Apr 4th, 2016	Strus can be build on OS X. Unfortunately we cannot provide packages yet. But at least you can build the software on your own.
Mar 31st, 2016	The project is now sponsored by Eurospider. The feedback from sophisticated retrieval projects and the development of new components as the Strus webservice project will bring the Strus forward.
Mar 22nd, 2016	Providing some query performance numbers for the Wikipedia demo system running on an Intel NUC.
Mar 21st, 2016	License of Strus changed from GPLv3 to MPLv2 (Mozilla Public License, Version 2.0). We were looking for a license, that on one hand protects the work done for Strus and on the other hand allows users of Strus to attribute their own work in their way, even as closed source. We think that the Mozilla Public License, Version 2.0 meets these requirements best.

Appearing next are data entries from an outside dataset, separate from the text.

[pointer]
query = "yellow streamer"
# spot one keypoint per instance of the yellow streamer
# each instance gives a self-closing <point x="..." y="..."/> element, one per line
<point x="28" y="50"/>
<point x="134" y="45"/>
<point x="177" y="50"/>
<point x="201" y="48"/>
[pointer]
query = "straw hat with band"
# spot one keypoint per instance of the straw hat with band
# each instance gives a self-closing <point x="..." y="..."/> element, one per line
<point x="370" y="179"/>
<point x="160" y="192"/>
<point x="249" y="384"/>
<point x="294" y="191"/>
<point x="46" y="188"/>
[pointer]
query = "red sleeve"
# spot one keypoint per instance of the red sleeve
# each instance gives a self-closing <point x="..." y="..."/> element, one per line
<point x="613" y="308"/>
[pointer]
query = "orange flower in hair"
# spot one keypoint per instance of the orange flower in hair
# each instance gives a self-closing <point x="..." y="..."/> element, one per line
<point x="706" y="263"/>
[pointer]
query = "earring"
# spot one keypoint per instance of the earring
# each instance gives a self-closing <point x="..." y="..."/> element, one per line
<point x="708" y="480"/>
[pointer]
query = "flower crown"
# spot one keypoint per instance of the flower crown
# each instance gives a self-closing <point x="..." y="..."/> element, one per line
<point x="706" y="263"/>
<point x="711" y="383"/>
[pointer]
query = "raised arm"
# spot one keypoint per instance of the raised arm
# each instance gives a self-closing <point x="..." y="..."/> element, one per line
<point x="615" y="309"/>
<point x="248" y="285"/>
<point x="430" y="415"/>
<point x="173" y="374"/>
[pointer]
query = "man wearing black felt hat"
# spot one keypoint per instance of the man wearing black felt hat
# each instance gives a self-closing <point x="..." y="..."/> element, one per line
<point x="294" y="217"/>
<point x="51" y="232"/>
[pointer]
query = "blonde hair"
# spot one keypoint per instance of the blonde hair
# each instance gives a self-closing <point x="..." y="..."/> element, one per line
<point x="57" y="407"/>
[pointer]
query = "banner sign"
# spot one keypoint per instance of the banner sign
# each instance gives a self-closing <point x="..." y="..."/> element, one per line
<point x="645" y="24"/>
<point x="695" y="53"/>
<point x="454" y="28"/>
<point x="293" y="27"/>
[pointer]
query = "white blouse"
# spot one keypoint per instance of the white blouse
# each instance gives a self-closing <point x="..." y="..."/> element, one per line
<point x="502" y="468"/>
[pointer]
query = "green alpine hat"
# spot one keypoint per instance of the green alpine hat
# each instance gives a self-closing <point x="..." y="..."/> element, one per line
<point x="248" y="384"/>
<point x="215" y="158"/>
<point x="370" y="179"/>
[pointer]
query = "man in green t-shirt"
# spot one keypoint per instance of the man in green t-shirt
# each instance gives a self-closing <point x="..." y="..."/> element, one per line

Fortunately Strus did never include nor link against any pervasively licenced code, so this change of the software license is possible with the agreement of all contributors.
Mar 14th, 2016	The Wikipedia demo search engine is now hosted on an Intel NUC. Read more....
Feb 9th, 2016	New article published on codeproject about writing Strus extension modules in C++.
Dec 25th, 2015	Article that shows how scalable search engines can be built with Strus.
Nov 28th, 2015	A tutorial for building a search engine with Strus based on Python and the Tornado web framework has been published on codeproject.
Nov 16th, 2015	The NBLNK weighting scheme for the Wikipedia demo is now online. This weighting scheme does not match documents against the query, but ranks the links in documents by weighting the sentences the links appear in against the query. It is a good example for the information extraction capabilities of Strus.
Oct 29th, 2015	Packages of the latest build are available now.
Oct 21th, 2015	Python bindings are available now.
Aug 17th, 2015	Language bindings for Java are now available.
Jul 1st, 2015	A docker image and a tutorial is available for Strus.
June 15th, 2015	Started advertising Strus to get some feedback and maybe even some support.
Mai 27th, 2015	The demo project of a search engine for the Wikipedia collection (english) is online.
April 2nd, 2015	The demo project of a search engine for the Wikipedia collection (english) is close to be finished.